Good news by habit is a loner.

Tragedies come in numbers.

The capacity of humans to complicate their lives is infinite.

We know that to love is a terrible thing. To quote Neil Gaiman



Or, as penned down by Mohsin Ahmed even more eloquently
“to love is to enter into the inevitability of one day not being able to protect what is most valuable to you”

That is exactly what unfolded few months down the line.

I could not protect that one being who was devoted, always quiet, unconditional in his love, never demanding, always obliging.



His life had only one purpose. Our happiness.

He ate when we fed him.

He slept when we allowed him to.

He came out when we went out.

He climbed mountains when the bug bit us.

Stayed with strangers when we needed to travel and could not take him along.

Spent the whole day at home when we went out.

Played in the garden when we allowed him.

He had no fixed routine. Whatever we wished, he accommodated.

He did everything that was convenient for us.

And we could not save him.

My mother once asked me “Does he bark?”
She was used to the bedlam and the din that emanated when the household came into possession of a dog.
This guy was so quiet, that my mother remarked “I thought only cars do not use their horn over here in Europe, even dogs are so quiet”

And he made no sound when he left us!

The doctor spoke no English and the assistant, our unofficial translator, said
“We will put him on infusion, his liver failed”

I, the ever-intelligent, the one who so conveniently always understood what I wanted to, not what was said, explained to my wife

“It is the language problem, what they mean I think is that his liver is bad”

And so, he suffered.

Stoically.

He was pumped with steroids, antibiotics, and saline every day for 15 days.

He kept losing his weight, was getting all skin and bones, could not even climb onto the bed.

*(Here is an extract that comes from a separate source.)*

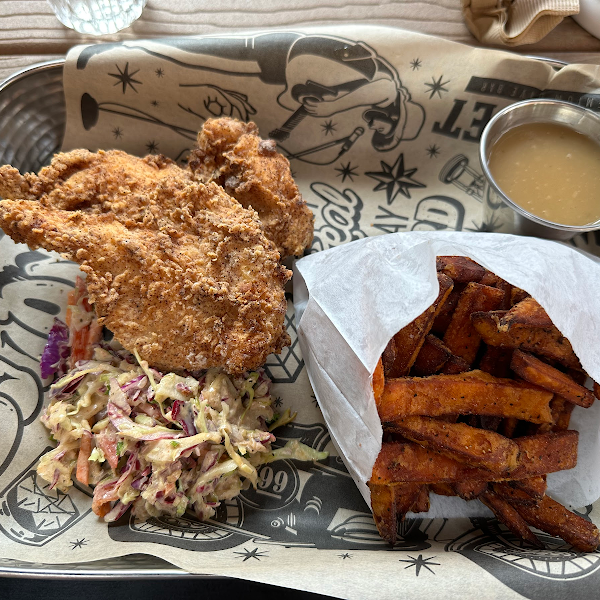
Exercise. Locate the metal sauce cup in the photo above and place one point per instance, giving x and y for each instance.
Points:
(500, 212)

When I returned home in the evenings, it was his lazing around time. He acknowledged my arrival with just a rhythmic wagging of his tail, not bothering to get up from his comfortable position or from his favorite corner.

Now he did because he was too weak to get up and this broke my heart.

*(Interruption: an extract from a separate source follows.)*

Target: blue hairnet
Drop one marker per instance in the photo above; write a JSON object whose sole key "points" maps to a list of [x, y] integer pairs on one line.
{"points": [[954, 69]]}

His demands were less than nothing.

The only time he demanded anything was, when he was in the playing mood, to come with a ball or toy in his mouth, nudge us to engage into playing with him. We had to playfully tug and try to extricate the ball out of his grip, a task that was next to impossible, he often loosened his grip to make us feel less useless, throw the ball that he would bring back and the routine would go on forever, if we had allowed it to, as his energy levels were endless.

But we were idiots.

We had more important things to do.

We were reading, or entertaining guests, or watching television and a thousand other things that made up our lives and we played with him only for a while. We can find close to a thousand ways to keep us occupied, few more to deserve our attention and routine is always boring to a human. After a few minutes of this meaningless play (meaningless to us), we stopped entertaining him.

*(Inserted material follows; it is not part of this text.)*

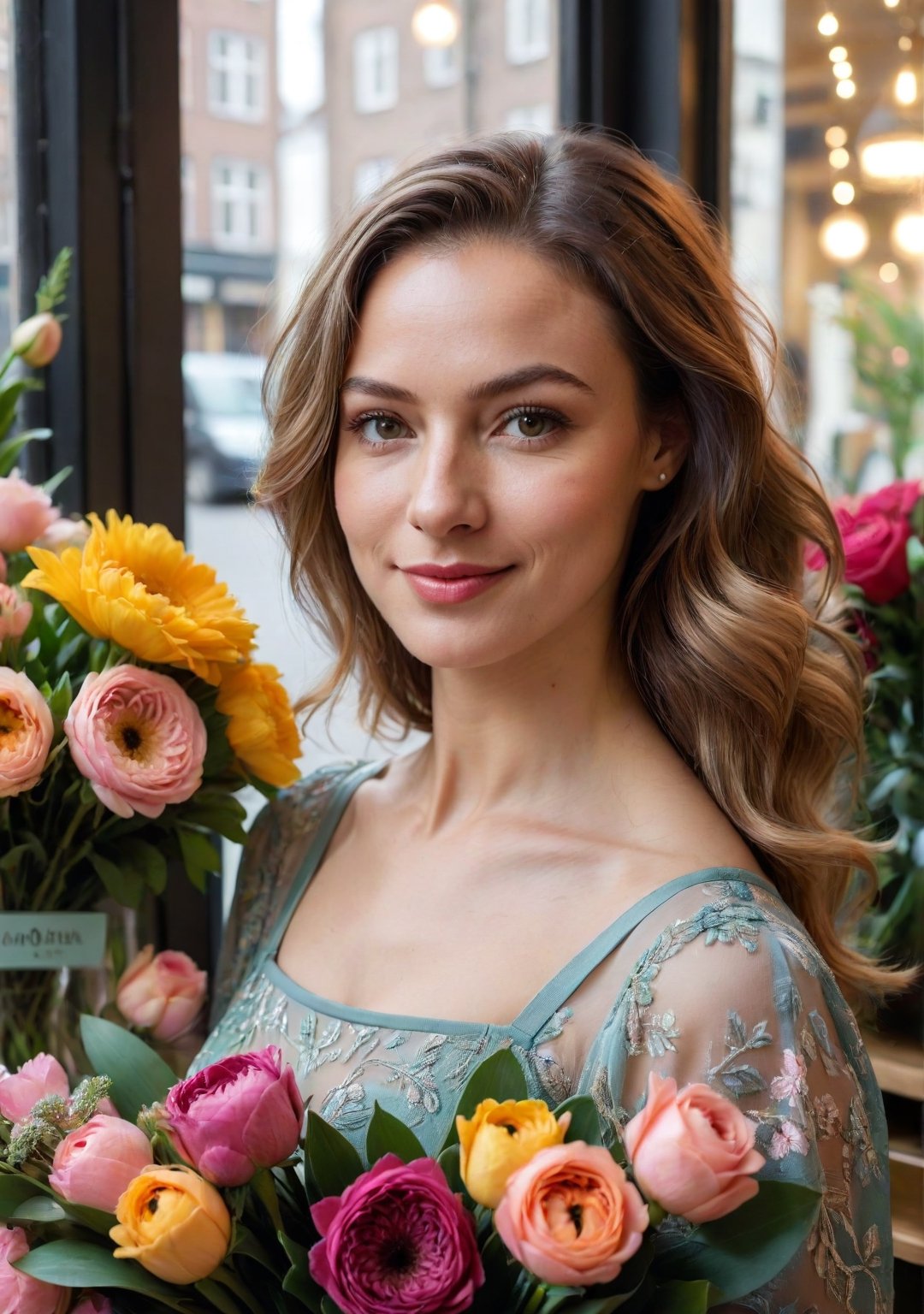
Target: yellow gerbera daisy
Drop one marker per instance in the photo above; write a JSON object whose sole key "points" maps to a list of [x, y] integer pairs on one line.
{"points": [[262, 728], [137, 585]]}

When he persisted, we used to reprimand him, and the ever-obedient soul would hang around for a while, hoping for slightly better consideration and then slowly return to his corners with the ball lying on the floor in front of him, with a resigned, albeit not an angry or disappointed, look on his countenance.

And when we, the selfish conscious-less humans, felt like diverting our attention back to him, for want of anything better to do, he sprang to life, with not a hint of malice.

How I wish he would come back!

I am now ready to play with him till my arms dropped off.

Isn’t it the eternal human equation? That we are always wise only when it is too late.

I can’t travel back in time and undo the insensitive things that I did.

It is only when we lose the most important things in our lives, irretrievably, that we look back, wiser with the passage of time, and realize we were such fools.

It was thus befitting and poignant that he left us on the 1st of April.

Forgive me, Scooby!

In a span of just 79 days, two unfillable voids came to occupy my life.

Two lives well lived, never hurting another person, never causing discontent, never been spoken of badly, ended abruptly.

One peacefully and one after short but intense suffering.


It is no surprise that I am more likely to answer na picu if someone were to ask me – how are you?